The original program of study comprised classical, commercial and grammar courses, and was soon accredited by the University of the State of New York. The valuation of the academy and church property was about $100,000 in 1914, . On May 30, 1909, commemorating the 10th anniversary of the academy's founding, the Ancient Order of Hibernians presented the academy with a handsome 100-foot flagpole and a large American flag.

Among the properties that the academy owned, and founded, was a site in Morrisania, Bronx, on the east side of Andrews Avenue, 200 feet south of Fordham Road. The structure would be a two-story brick school, 54x100 feet, built in 1906 to the design of architect J. O'Connor for $50,000, for the now-closed St. Augustine's School.

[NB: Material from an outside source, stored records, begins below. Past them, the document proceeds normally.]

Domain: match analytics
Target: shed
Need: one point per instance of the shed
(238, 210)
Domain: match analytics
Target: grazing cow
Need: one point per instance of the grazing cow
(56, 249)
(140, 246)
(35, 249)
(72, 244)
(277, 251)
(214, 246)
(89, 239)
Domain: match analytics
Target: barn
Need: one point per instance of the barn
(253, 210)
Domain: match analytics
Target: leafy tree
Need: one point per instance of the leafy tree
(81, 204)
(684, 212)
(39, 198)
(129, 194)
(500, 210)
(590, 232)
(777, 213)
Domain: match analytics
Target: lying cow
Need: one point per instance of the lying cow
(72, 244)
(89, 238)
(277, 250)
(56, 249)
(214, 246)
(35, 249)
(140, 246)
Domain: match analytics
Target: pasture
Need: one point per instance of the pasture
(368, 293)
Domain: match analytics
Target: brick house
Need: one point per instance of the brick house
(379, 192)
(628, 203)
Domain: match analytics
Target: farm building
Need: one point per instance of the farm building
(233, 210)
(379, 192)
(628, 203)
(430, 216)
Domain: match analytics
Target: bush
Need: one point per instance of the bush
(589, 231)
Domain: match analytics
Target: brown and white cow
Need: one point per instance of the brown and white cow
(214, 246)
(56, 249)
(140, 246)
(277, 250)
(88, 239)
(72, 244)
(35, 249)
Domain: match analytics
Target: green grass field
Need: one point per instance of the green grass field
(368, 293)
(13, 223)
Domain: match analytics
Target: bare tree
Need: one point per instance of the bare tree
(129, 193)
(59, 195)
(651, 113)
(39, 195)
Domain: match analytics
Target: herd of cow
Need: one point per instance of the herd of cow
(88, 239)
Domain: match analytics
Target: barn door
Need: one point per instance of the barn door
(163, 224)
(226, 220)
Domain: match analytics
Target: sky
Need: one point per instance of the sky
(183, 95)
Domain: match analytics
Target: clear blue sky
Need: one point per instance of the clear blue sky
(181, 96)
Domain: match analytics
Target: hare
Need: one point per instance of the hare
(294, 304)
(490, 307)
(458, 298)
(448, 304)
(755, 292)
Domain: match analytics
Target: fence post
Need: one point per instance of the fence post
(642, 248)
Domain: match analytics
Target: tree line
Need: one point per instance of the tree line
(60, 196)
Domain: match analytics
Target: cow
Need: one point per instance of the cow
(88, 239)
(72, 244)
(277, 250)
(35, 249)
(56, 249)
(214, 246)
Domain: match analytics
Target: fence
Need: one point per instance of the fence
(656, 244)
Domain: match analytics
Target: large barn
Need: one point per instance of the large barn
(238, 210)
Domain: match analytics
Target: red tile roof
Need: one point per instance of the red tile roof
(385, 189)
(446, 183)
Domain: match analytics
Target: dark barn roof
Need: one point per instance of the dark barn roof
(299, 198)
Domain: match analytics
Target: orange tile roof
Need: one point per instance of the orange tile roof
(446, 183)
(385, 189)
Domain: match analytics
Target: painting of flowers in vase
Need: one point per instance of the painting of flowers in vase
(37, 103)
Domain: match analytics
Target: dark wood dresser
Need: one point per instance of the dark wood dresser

The academy began educating boys for the priesthood in 1921. It expanded to a 16-acre site in the Grymes Hill neighborhood in 1926, but finally closed in 1969. The Tompkinsville property became the offices and parochial school of Good Counsel Church. The Grymes Hill property was used as a retreat house until 1983, acquired by Wagner College in 1993, then heavily damaged by fires, and ultimately razed in 2006.

== Legacy ==
"During its 70 years of existence, Augustinian Academy graduated approximately 1,348 men and added about 250 priests to the Augustinian order." One nationally prominent graduate was Edmund Dobbin from the Class of 1953, who went on to become the president of Villanova University.

In 2009, New York City renamed the academy's former location on Grymes Hill as "Augustinian Academy Way". In 2012, Good Counsel Church dedicated its Augustinian Academy Historical Monument, including the bell from the school's demolished tower.